Once the Trail Creek Tramway was in operation, Heinze ordered a second furnace for his smelter to increase its capacity.   He went to the Spokane Colonels to negotiate a long term contract for Le Roi ore before Dan Corbin could complete his line. The Colonels refused.   They believed he was overcharging them for smelting their ores.   Dan Corbin had just made them an attractive proposal: one third of the Northport townsite if they would build a smelter there.   Henceforth, the Colonels told Heinze, they would mine and smelt their own ores.   The CPR, building slowly up the east side of Crowsnest Pass, and not likely to arrive in Nelson for another two years, tried to stay in the game by announcing a smelter to be built at Blueberry Creek, half way between Trail and Robson.[xxiv]

Heinze, with his revised plans for the C&W, went back to the B.C. Legislature for a cash subsidy for his line which his engineers had told him was going to be fearfully expensive to build.   His charter gave him a grant of 10,400 acres of public land per mile of narrow gauge railway built, or 20,000 acres if standard gauge.   The land grants would be handed over as the track was completed, and then could be mortgaged to pay the contractors.   Now he got an additional grant of $4,000 cash per mile.   This would still not be enough.   In the summer of 1896, taking the ornamental Governor Dewdney along, he sailed for England to try to raise money to build the C & W.   In England, he showed his prospectus claiming his tramway was grossing $25,000 per month and his smelter, $100,000.[xxv]   Governor Dewdney was displayed as the obligatory “Guinea Pig,” the sort of titled nonentity which gave Britishers confidence that their investments would be well looked after.[xxvi]    However, even Governor Dewdney’s assurances could not convince British investors that a railroad from Trail to Penticton — “from nowhere to nowhere” as it was said, was anything but a backwoods pipe dream.   Heinze and Dewdney returned empty handed, and Fritz Heinze mortgaged some of his Montana holdings for the funds with which to begin the first section of his Columbia and Western Railway, the line from Trail to Robson West, a steamer landing across the river from the Columbia and Kootenay terminal at Robson.
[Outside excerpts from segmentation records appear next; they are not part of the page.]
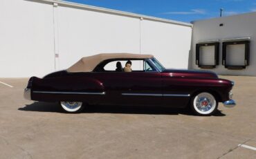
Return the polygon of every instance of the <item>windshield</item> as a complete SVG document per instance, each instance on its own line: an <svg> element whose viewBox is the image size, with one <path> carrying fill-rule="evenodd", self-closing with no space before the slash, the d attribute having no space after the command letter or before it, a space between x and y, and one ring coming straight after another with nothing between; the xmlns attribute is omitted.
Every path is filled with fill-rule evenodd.
<svg viewBox="0 0 256 159"><path fill-rule="evenodd" d="M160 71L162 72L165 69L165 67L163 66L163 65L156 58L152 58L151 60Z"/></svg>

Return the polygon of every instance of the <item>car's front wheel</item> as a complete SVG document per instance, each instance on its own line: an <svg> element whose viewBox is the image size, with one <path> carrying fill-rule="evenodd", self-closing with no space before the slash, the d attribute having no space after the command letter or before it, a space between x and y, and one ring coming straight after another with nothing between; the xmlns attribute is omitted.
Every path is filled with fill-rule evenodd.
<svg viewBox="0 0 256 159"><path fill-rule="evenodd" d="M196 115L211 115L217 110L218 102L210 93L199 93L192 97L191 109Z"/></svg>
<svg viewBox="0 0 256 159"><path fill-rule="evenodd" d="M62 109L68 113L78 113L82 109L82 102L60 102Z"/></svg>

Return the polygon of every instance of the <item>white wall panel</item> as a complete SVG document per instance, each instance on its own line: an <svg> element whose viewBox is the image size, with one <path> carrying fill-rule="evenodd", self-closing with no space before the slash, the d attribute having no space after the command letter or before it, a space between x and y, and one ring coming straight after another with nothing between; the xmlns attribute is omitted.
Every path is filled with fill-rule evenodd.
<svg viewBox="0 0 256 159"><path fill-rule="evenodd" d="M141 52L153 54L166 68L188 68L192 28L141 21Z"/></svg>
<svg viewBox="0 0 256 159"><path fill-rule="evenodd" d="M188 68L190 24L46 1L0 1L0 77L43 77L102 53L153 54L167 67Z"/></svg>
<svg viewBox="0 0 256 159"><path fill-rule="evenodd" d="M140 20L136 18L58 7L60 69L84 56L140 53Z"/></svg>
<svg viewBox="0 0 256 159"><path fill-rule="evenodd" d="M30 77L54 71L53 6L0 1L0 77Z"/></svg>

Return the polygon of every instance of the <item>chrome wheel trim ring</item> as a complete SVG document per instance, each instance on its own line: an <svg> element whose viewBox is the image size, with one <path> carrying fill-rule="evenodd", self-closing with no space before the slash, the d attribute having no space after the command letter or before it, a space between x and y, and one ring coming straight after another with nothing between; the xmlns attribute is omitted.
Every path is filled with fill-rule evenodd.
<svg viewBox="0 0 256 159"><path fill-rule="evenodd" d="M82 104L80 102L60 102L60 104L64 109L68 112L78 111Z"/></svg>
<svg viewBox="0 0 256 159"><path fill-rule="evenodd" d="M194 99L193 106L200 114L210 114L216 108L215 97L209 93L198 94Z"/></svg>

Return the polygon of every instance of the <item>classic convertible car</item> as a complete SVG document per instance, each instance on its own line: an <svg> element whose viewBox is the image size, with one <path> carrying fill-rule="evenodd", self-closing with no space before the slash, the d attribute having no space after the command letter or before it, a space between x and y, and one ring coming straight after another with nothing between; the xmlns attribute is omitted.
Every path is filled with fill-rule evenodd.
<svg viewBox="0 0 256 159"><path fill-rule="evenodd" d="M139 62L141 69L125 72L106 66L128 60ZM150 55L99 54L43 78L30 77L24 97L58 102L67 112L79 112L86 104L190 106L196 115L210 115L219 102L235 105L233 86L213 72L165 68Z"/></svg>

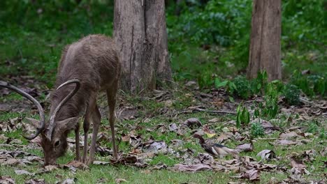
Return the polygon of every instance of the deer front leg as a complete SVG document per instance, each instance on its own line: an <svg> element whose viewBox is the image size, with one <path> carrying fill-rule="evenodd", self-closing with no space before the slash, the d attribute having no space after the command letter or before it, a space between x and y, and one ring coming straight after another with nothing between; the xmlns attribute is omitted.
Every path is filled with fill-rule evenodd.
<svg viewBox="0 0 327 184"><path fill-rule="evenodd" d="M83 130L84 130L84 147L83 147L83 158L82 161L85 163L87 161L87 135L89 134L89 111L88 110L88 107L87 108L87 112L85 113L85 117L84 118L83 123Z"/></svg>
<svg viewBox="0 0 327 184"><path fill-rule="evenodd" d="M87 160L87 164L90 164L94 161L95 148L96 146L96 139L98 138L99 127L101 122L101 115L99 111L98 107L95 106L94 111L92 113L92 123L93 123L93 132L92 141L91 142L91 147L89 148L89 157Z"/></svg>
<svg viewBox="0 0 327 184"><path fill-rule="evenodd" d="M115 138L115 108L116 105L116 94L117 91L117 82L112 89L107 90L108 105L109 106L109 123L111 130L111 139L112 142L113 159L118 159L116 139Z"/></svg>
<svg viewBox="0 0 327 184"><path fill-rule="evenodd" d="M75 149L76 151L76 160L80 161L80 123L78 123L75 128Z"/></svg>

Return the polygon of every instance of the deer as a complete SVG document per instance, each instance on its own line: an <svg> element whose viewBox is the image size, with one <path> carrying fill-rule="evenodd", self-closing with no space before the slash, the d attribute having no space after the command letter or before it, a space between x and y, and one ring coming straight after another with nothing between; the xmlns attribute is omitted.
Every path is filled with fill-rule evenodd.
<svg viewBox="0 0 327 184"><path fill-rule="evenodd" d="M34 139L41 135L41 146L45 165L55 164L67 150L68 134L75 130L75 159L90 164L94 160L96 137L101 115L96 105L99 92L105 91L108 104L108 119L111 130L113 159L117 159L115 136L115 109L120 77L121 63L115 41L103 35L89 35L66 45L62 51L54 84L50 93L50 119L46 121L41 104L29 94L6 82L0 87L15 91L38 107L40 120L26 118L36 128L35 134L23 135ZM80 151L79 118L83 117L84 147ZM88 151L90 123L93 132Z"/></svg>

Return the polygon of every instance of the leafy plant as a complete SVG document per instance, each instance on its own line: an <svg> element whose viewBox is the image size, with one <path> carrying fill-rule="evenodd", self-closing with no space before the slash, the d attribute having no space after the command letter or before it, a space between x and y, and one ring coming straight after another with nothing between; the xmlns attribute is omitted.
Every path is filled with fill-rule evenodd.
<svg viewBox="0 0 327 184"><path fill-rule="evenodd" d="M236 127L240 128L242 124L248 125L250 121L249 111L242 104L240 104L237 109Z"/></svg>
<svg viewBox="0 0 327 184"><path fill-rule="evenodd" d="M233 80L235 90L233 91L237 95L246 99L251 94L249 82L244 76L238 76Z"/></svg>
<svg viewBox="0 0 327 184"><path fill-rule="evenodd" d="M265 135L265 130L261 124L259 122L251 123L251 135L253 137L263 136Z"/></svg>
<svg viewBox="0 0 327 184"><path fill-rule="evenodd" d="M266 70L259 72L256 78L251 81L251 91L254 94L258 94L265 89L268 84L268 75Z"/></svg>
<svg viewBox="0 0 327 184"><path fill-rule="evenodd" d="M285 97L286 102L290 105L300 104L300 91L298 86L287 84L283 91L283 95Z"/></svg>

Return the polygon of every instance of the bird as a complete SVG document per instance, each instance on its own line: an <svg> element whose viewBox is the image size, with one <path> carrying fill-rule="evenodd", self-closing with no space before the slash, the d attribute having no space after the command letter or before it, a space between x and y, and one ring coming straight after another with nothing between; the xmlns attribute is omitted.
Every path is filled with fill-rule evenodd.
<svg viewBox="0 0 327 184"><path fill-rule="evenodd" d="M233 155L234 157L238 156L239 153L236 150L231 149L225 146L218 144L207 144L205 143L203 137L198 134L194 134L193 137L198 139L201 147L205 151L205 152L214 157L222 158L223 157L230 154Z"/></svg>

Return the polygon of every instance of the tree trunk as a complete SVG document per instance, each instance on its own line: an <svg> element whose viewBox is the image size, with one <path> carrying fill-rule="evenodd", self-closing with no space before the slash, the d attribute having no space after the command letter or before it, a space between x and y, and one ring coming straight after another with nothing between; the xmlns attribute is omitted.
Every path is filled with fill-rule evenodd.
<svg viewBox="0 0 327 184"><path fill-rule="evenodd" d="M254 0L252 9L251 43L247 76L256 77L266 70L268 80L282 78L282 1Z"/></svg>
<svg viewBox="0 0 327 184"><path fill-rule="evenodd" d="M115 1L114 30L123 90L154 89L157 79L171 79L164 1Z"/></svg>

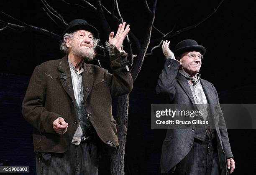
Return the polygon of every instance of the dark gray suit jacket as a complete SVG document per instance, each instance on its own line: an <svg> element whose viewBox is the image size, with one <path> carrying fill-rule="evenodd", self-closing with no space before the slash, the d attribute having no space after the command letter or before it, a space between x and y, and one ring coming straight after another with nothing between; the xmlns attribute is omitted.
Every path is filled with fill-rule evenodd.
<svg viewBox="0 0 256 175"><path fill-rule="evenodd" d="M157 94L168 95L172 104L195 104L192 92L187 79L178 72L180 64L172 59L166 60L159 75L156 88ZM209 104L219 107L218 95L211 83L201 78L201 83ZM223 114L220 108L210 113L214 120L221 174L226 174L226 158L233 157ZM185 129L167 130L162 147L160 162L161 173L167 173L190 150L196 125L191 124Z"/></svg>

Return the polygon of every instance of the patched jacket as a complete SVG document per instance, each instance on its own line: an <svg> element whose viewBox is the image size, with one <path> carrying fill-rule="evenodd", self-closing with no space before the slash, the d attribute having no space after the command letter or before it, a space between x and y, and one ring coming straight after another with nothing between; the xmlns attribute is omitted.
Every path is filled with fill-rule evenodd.
<svg viewBox="0 0 256 175"><path fill-rule="evenodd" d="M112 98L131 92L133 80L123 65L127 54L115 48L110 55L113 75L90 64L82 65L84 99L87 113L100 140L109 146L119 146L115 120L112 114ZM78 119L70 70L67 56L37 66L31 78L22 103L24 118L33 127L34 150L41 152L64 152L71 144ZM52 127L58 117L69 123L64 135Z"/></svg>

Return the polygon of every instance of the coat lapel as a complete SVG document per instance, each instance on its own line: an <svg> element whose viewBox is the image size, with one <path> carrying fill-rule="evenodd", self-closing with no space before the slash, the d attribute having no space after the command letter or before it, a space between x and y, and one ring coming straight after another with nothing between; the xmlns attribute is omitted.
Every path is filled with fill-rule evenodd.
<svg viewBox="0 0 256 175"><path fill-rule="evenodd" d="M59 78L61 85L73 101L75 102L70 69L66 56L61 59L58 69L61 72Z"/></svg>
<svg viewBox="0 0 256 175"><path fill-rule="evenodd" d="M178 81L180 84L181 87L183 89L188 97L189 98L192 104L195 104L194 97L192 94L192 92L189 85L187 80L182 75L179 73L178 73L177 76L178 78Z"/></svg>
<svg viewBox="0 0 256 175"><path fill-rule="evenodd" d="M94 78L92 75L92 68L90 65L84 63L83 68L84 72L82 73L82 81L84 90L84 101L85 102L90 92L92 90Z"/></svg>
<svg viewBox="0 0 256 175"><path fill-rule="evenodd" d="M204 80L200 79L200 82L205 91L205 94L207 98L209 104L215 104L215 101L214 100L215 95L213 94L212 91L211 90L209 85Z"/></svg>

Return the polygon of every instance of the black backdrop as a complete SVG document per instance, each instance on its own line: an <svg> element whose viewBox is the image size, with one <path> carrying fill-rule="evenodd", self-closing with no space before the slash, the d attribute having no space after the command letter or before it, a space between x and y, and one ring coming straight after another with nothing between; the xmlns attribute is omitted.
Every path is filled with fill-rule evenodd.
<svg viewBox="0 0 256 175"><path fill-rule="evenodd" d="M177 30L196 22L219 2L170 1L159 0L156 8L154 25L164 33L170 30L174 24ZM61 0L49 3L67 22L79 18L97 27L100 25L95 15L89 11L78 10L74 7L68 9ZM137 7L137 3L139 2L127 0L120 2L120 6L124 19L139 36L147 18ZM28 24L61 33L62 30L44 13L41 1L5 0L0 4L0 11ZM200 72L203 78L216 88L220 103L256 104L253 77L256 70L255 6L252 0L225 0L206 21L170 39L171 49L178 42L188 38L196 40L206 48ZM107 37L102 36L102 43ZM159 37L159 32L153 29L151 38ZM30 166L31 174L35 173L35 168L32 128L22 118L20 104L35 67L63 55L59 44L56 40L29 31L0 31L0 159L4 165ZM158 43L150 46L156 44ZM154 55L146 56L131 93L125 150L126 174L158 174L161 147L166 131L151 130L150 111L150 105L158 102L154 88L164 62L160 48L154 50ZM236 162L233 174L254 174L256 132L234 130L228 132ZM108 174L109 165L108 159L103 158L100 174Z"/></svg>

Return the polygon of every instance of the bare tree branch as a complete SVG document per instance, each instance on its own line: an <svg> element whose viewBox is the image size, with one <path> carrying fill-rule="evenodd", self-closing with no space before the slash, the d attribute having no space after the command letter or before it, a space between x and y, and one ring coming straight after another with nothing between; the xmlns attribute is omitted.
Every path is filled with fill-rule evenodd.
<svg viewBox="0 0 256 175"><path fill-rule="evenodd" d="M84 4L86 4L87 5L89 6L91 8L93 9L95 11L97 11L97 9L88 2L85 0L82 0L82 1L83 2Z"/></svg>
<svg viewBox="0 0 256 175"><path fill-rule="evenodd" d="M154 8L156 8L156 4L157 0L154 0L153 6ZM147 5L147 3L146 4ZM155 12L155 9L152 9L152 11L150 10L150 12ZM147 50L148 47L148 45L150 42L150 38L151 37L151 32L153 28L153 25L154 23L154 20L155 19L155 14L154 12L151 12L149 15L150 20L148 23L148 25L146 28L148 29L145 31L145 38L144 39L144 42L141 45L141 48L143 49L140 49L138 51L137 59L135 60L133 64L133 69L132 70L131 74L133 77L133 82L136 80L138 75L141 71L142 64L144 61L144 58L146 55Z"/></svg>
<svg viewBox="0 0 256 175"><path fill-rule="evenodd" d="M176 24L175 24L176 25ZM168 35L169 33L170 33L170 32L172 32L173 30L174 30L175 27L175 25L174 25L173 26L173 28L172 28L172 30L171 31L170 31L168 33L167 33L166 34L164 34L164 33L163 33L163 32L161 32L160 30L159 30L159 29L158 29L157 28L156 28L155 27L154 27L153 25L153 27L156 29L156 30L157 30L158 32L159 32L160 33L161 33L162 35L163 35L164 36L164 37L165 37L167 35ZM159 43L159 44L158 45L157 45L155 46L154 46L153 47L152 47L152 48L151 48L151 49L150 49L150 52L149 52L148 53L146 53L146 56L147 55L154 55L154 53L153 52L153 51L154 49L156 49L156 48L159 48L161 45L161 44L162 44L162 42L163 42L163 40L161 40L161 41L160 42L160 43Z"/></svg>
<svg viewBox="0 0 256 175"><path fill-rule="evenodd" d="M95 12L95 10L92 10L92 8L86 8L86 7L83 6L82 5L80 5L80 4L76 4L76 3L69 3L68 2L67 2L65 0L61 0L62 2L64 2L65 3L68 4L69 5L75 5L75 6L77 6L78 7L81 7L82 8L85 8L88 10L91 10L91 11Z"/></svg>
<svg viewBox="0 0 256 175"><path fill-rule="evenodd" d="M47 15L56 25L62 28L64 28L67 25L67 24L65 22L61 15L51 7L45 0L41 0L41 1L43 2L44 5L44 7L46 8L46 10L44 8L43 8ZM51 14L53 16L51 17L50 14ZM58 20L59 22L57 22L56 20L53 19L54 17L55 17Z"/></svg>
<svg viewBox="0 0 256 175"><path fill-rule="evenodd" d="M159 48L160 46L161 46L161 44L162 44L162 42L163 42L163 40L162 40L161 41L161 42L159 43L159 44L157 45L156 45L155 46L153 47L153 48L152 48L151 49L150 49L150 52L149 52L148 53L146 53L145 55L146 56L147 56L147 55L154 55L154 53L153 52L153 51L154 49L156 49L156 48Z"/></svg>
<svg viewBox="0 0 256 175"><path fill-rule="evenodd" d="M0 28L0 31L4 30L6 28L7 28L7 25L5 24L5 25L4 25L4 26L3 28Z"/></svg>
<svg viewBox="0 0 256 175"><path fill-rule="evenodd" d="M119 7L118 7L118 3L117 2L117 0L115 0L115 5L116 7L116 10L118 12L118 17L119 18L119 20L121 21L121 22L123 22L123 17L122 17L122 15L121 15L121 13L120 13L120 10L119 10Z"/></svg>
<svg viewBox="0 0 256 175"><path fill-rule="evenodd" d="M106 19L104 13L102 9L102 5L100 0L97 0L96 5L98 11L98 15L100 20L101 25L102 26L102 28L104 29L104 32L106 36L108 36L109 33L111 32L111 29L110 27L109 24L108 22L108 20Z"/></svg>
<svg viewBox="0 0 256 175"><path fill-rule="evenodd" d="M156 29L157 31L159 32L159 33L160 33L161 34L162 34L162 35L164 35L164 34L162 32L160 31L160 30L159 30L158 29L157 29L154 25L153 25L153 27L154 28Z"/></svg>
<svg viewBox="0 0 256 175"><path fill-rule="evenodd" d="M162 40L167 40L167 39L172 38L172 37L173 37L174 36L178 34L179 34L180 33L183 32L184 32L185 31L191 29L196 28L198 25L200 25L202 24L202 22L205 22L205 20L206 20L207 19L208 19L209 18L211 17L215 12L217 12L217 10L218 10L218 9L220 7L220 5L221 5L221 4L222 3L223 1L224 0L222 0L220 2L219 4L217 7L216 8L214 8L214 10L212 11L212 12L210 13L209 15L206 16L205 18L203 18L202 20L199 21L198 22L196 23L196 24L194 24L189 26L187 27L186 28L184 28L179 30L177 30L174 33L171 33L172 32L171 32L171 34L170 35L169 35L167 36L164 36L163 37L161 37L161 38L158 38L154 39L154 40L151 40L150 41L150 42L151 43L151 42L158 42Z"/></svg>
It was not until December, 1896, that Dan Corbin’s Red Mountain Railway was completed to Rossland.   Heinze had a six months start on him and seemed in no hurry to fulfill his promise to build that three rail line to Sayward.   He never did build it. No one did.   Today it is still an absurd gap in the ore haul from tidewater, which is filled with a truck haul from the BN transfer at Sayward to the Cominco smelter.